To make accurate measuremnets, understanding how a 3D point, X in the real world gets projected onto a 2D point, x in the image is essential.

This relationship is described by two key matrices:

1 Intrinsic Matrix (Camera Matrix) K 2 Extrinsic Matrix (Pose: Rotation + Translation), [R|t]

x = K [R|t] X

Intrinsic Matrix

The intrinsic matrix encodes the internal parameters of the camera — the characteristics that describe how it forms an image from incoming light.

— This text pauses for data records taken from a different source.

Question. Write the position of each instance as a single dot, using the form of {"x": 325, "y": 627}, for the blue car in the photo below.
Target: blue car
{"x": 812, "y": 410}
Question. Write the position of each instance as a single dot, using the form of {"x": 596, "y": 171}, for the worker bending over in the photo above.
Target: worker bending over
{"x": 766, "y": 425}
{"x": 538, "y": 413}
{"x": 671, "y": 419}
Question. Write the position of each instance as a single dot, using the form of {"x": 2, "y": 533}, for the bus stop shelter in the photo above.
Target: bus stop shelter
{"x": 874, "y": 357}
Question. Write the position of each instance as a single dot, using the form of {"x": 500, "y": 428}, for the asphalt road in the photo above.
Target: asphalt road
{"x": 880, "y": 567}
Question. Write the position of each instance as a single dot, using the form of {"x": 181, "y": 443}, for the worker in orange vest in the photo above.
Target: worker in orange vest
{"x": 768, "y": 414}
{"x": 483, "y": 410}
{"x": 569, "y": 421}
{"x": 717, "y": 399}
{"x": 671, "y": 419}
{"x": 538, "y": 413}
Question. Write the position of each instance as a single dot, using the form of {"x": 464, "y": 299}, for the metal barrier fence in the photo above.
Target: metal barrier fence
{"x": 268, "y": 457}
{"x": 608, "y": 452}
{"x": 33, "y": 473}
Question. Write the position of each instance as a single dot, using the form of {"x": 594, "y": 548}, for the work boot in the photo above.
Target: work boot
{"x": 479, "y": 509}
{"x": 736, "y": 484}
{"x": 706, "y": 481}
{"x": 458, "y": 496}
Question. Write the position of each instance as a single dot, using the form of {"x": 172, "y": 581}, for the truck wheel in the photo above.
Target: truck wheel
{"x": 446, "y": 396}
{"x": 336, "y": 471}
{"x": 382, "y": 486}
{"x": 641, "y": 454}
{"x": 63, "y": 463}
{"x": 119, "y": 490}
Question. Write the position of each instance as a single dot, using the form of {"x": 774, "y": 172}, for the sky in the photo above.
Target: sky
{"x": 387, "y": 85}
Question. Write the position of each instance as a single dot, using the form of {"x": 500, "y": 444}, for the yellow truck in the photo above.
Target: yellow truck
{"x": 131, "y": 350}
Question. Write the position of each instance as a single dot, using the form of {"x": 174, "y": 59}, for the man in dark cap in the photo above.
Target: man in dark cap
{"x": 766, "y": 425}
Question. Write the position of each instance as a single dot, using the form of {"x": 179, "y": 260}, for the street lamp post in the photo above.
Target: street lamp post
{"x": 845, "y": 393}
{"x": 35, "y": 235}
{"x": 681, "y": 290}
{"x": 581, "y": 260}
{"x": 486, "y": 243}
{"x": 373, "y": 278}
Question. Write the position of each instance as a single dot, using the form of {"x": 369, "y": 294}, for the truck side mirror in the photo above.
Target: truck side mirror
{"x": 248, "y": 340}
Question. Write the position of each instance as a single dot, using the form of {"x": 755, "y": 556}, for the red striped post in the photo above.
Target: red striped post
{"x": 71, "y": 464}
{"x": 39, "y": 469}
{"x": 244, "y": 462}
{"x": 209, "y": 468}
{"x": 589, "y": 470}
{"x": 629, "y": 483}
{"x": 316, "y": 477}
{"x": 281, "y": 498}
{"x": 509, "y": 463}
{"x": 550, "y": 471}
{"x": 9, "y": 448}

It tells us how 3D points in camera coordinates are projected onto the 2D image plane (pixels).

K = \ \begin{array}{} fx & 0 & cx\\ 0 & fy & cy\\ 0 & 0 & 1 \end{array}
Symbol Meaning
fx, fy Focal lengths (in pixels) along x and y axes.
cx, cy Coordinates of the optical center (principal point).

Note, that the focal lengths here refer to the pixel scaled focal length.

Camera Calibration with Open CV

These parameters can be calculated during a calibration process which uses a checkerboard pattern.

Note that changing zoom and autofocus setings can change the intirnsic matrix.

Extrinsic Matrix

The extrinsic matrix describes the camera’s position and orientation relative to the world (or object) coordinate system. It converts coordinates from world space → camera space.

R|t = \ \begin{matrix}{} r_{11} & r_{12} & r_{13} & t_x\\ r_{21} & r_{22} & r_{23} & t_y\\ r_{31} & r_{32} & r_{33} & t_z \end{matrix}
Symbol Meaning
( R ) 3×3 rotation matrix (orientation of the camera).
( t ) 3×1 translation vector (position of the camera).

On a drone, these parameters can be calculated using GPS, IMU and altimeters readings. More more precise measurements, a technique called Structure from Motion may be used to calcualte parameters from existing images.